To the best of our knowledge, the present case is the first reported AXG with subglottic localization, presenting as a solitary laryngeal mass without other systemic or cutaneous lesions. Considering the favorable prognosis, the low recurrence rate, and the mild patient’s symptoms in absence of respiratory difficulty, a decision for a conservative approach with fiberoptic endoscopies scheduled every three months has been made. Currently, at 12 months follow-up the patient remains stable.

CONCLUSION

Although it is extremely rare, Xanthogranuloma should be considered as a differential diagnosis for laryngeal masses causing airway obstruction, even in the absence of other concomitant manifestations. Awareness of laryngeal involvement in Xanthogranuloma is necessary for otorhinolaryngologists and pathologists since it is important to recognize and distinguish JXG and AXG from other tumors that occur in this anatomic region.
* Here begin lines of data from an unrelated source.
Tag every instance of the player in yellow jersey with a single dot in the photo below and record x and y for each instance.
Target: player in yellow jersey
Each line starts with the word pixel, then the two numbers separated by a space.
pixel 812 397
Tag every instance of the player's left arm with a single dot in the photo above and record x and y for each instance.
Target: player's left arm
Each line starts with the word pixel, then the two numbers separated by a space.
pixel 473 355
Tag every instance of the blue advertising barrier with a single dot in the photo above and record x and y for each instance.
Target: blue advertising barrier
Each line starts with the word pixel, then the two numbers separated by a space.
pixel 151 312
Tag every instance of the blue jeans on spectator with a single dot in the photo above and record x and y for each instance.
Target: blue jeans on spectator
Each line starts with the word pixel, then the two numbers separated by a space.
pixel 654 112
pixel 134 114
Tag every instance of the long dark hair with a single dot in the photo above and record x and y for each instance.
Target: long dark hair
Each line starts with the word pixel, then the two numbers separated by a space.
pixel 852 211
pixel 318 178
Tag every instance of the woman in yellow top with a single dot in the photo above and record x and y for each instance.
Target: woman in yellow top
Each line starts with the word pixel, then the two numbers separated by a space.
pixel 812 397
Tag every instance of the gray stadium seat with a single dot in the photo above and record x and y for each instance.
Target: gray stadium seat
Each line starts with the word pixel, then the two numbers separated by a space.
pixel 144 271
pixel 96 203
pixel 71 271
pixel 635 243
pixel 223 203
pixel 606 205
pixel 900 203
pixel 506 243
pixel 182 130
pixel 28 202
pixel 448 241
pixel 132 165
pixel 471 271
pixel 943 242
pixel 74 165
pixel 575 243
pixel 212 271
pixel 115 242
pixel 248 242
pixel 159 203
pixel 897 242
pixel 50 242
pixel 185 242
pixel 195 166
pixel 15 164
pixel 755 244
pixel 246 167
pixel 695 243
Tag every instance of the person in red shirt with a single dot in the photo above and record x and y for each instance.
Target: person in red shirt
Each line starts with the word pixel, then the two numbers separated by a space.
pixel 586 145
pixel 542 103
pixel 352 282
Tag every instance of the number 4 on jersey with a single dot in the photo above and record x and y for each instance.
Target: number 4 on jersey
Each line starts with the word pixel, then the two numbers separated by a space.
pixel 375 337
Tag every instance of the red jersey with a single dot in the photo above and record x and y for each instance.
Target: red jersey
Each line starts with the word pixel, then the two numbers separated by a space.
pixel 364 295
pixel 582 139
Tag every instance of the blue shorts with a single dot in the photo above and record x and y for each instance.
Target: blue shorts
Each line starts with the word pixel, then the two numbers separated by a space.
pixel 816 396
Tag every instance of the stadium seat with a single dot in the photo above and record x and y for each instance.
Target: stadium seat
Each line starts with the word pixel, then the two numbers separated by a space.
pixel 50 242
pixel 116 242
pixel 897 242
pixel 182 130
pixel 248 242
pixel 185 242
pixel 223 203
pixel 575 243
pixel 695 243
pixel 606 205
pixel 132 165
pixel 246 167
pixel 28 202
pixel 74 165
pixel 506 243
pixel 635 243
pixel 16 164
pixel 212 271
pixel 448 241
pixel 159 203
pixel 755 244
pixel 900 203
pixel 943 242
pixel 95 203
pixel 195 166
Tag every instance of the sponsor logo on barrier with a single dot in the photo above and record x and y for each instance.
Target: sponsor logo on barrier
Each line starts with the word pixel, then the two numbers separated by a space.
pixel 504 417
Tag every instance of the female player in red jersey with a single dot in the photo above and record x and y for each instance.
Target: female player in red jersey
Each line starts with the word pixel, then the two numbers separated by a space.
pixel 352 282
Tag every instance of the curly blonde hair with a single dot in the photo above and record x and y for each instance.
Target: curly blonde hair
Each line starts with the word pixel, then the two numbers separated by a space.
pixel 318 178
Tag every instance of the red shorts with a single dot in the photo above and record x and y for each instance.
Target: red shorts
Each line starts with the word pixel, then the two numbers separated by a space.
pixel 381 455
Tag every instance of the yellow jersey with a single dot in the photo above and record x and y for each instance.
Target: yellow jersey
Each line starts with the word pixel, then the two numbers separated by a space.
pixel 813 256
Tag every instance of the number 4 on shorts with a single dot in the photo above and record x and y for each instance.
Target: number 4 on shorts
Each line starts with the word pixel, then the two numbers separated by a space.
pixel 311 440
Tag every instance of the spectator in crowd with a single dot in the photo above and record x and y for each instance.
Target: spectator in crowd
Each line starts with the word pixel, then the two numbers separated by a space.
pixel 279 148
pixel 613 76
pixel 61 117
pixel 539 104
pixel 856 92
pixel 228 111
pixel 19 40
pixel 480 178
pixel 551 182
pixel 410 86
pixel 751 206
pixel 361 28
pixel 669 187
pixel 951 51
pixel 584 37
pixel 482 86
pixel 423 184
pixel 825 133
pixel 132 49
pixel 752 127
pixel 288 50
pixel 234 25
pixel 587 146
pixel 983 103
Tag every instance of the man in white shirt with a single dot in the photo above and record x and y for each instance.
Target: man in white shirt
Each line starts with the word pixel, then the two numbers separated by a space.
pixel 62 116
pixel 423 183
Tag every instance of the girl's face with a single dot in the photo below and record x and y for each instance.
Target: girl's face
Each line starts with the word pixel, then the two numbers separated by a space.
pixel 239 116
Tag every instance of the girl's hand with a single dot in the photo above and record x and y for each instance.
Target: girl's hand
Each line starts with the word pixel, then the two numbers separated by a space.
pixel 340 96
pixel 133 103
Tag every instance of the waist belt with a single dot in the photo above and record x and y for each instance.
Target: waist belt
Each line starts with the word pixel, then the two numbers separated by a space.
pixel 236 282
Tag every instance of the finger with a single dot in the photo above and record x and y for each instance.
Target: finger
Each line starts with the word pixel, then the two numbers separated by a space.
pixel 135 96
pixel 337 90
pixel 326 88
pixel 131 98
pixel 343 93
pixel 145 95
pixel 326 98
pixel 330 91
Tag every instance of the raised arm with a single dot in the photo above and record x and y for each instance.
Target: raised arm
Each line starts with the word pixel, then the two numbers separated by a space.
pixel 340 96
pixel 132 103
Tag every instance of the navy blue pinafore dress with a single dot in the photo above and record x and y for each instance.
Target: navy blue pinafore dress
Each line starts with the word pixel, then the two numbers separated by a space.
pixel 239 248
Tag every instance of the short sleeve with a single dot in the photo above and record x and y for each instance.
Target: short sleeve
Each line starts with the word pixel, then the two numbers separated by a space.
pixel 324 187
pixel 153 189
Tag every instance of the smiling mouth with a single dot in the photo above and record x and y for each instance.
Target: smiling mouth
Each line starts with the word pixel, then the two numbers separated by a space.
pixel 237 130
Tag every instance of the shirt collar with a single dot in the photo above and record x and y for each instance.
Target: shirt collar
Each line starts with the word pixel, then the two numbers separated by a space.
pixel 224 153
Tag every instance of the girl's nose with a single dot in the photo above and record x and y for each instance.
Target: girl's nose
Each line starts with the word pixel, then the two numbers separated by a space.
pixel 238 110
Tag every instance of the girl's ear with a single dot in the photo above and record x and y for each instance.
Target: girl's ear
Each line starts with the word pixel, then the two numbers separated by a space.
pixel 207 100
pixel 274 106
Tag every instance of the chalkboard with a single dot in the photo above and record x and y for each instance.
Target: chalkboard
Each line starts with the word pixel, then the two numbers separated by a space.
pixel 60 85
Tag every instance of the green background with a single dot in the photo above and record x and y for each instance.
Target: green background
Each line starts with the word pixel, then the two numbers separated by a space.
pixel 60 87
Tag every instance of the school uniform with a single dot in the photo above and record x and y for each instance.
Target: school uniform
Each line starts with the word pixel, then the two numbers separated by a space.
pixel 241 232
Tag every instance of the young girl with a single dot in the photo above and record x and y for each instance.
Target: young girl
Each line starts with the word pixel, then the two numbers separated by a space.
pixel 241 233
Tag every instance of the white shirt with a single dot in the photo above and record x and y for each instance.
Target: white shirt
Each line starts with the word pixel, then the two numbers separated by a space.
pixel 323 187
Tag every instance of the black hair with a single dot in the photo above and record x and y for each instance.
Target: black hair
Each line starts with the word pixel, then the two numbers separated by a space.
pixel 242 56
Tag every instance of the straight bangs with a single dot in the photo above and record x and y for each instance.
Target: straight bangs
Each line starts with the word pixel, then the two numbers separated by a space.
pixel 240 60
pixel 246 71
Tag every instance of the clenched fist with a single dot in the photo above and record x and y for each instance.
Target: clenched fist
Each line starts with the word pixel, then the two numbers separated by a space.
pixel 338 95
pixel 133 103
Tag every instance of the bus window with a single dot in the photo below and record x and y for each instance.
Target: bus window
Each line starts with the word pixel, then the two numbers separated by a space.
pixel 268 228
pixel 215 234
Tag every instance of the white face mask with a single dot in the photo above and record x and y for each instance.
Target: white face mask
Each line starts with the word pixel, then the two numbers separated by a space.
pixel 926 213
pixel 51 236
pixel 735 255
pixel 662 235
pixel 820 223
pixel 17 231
Due to the rarity of laryngeal localizations of histiocytic neoplasms, it is difficult to determine clinicopathological differences among Xanthogranuloma and other histiocytosis in this district. Further studies are therefore warranted to compare different presentations of laryngeal localization of the various histiocytic neoplasms.

Conflict of Interests

The authors declared no potential conflicts of interest with respect to the research, authorship, and/or publication of this article.

Informed Consent

Written informed consent was obtained from the patient for publication of this case report.

Funding

The authors received no financial support for the research, authorship, and/or publication of this article.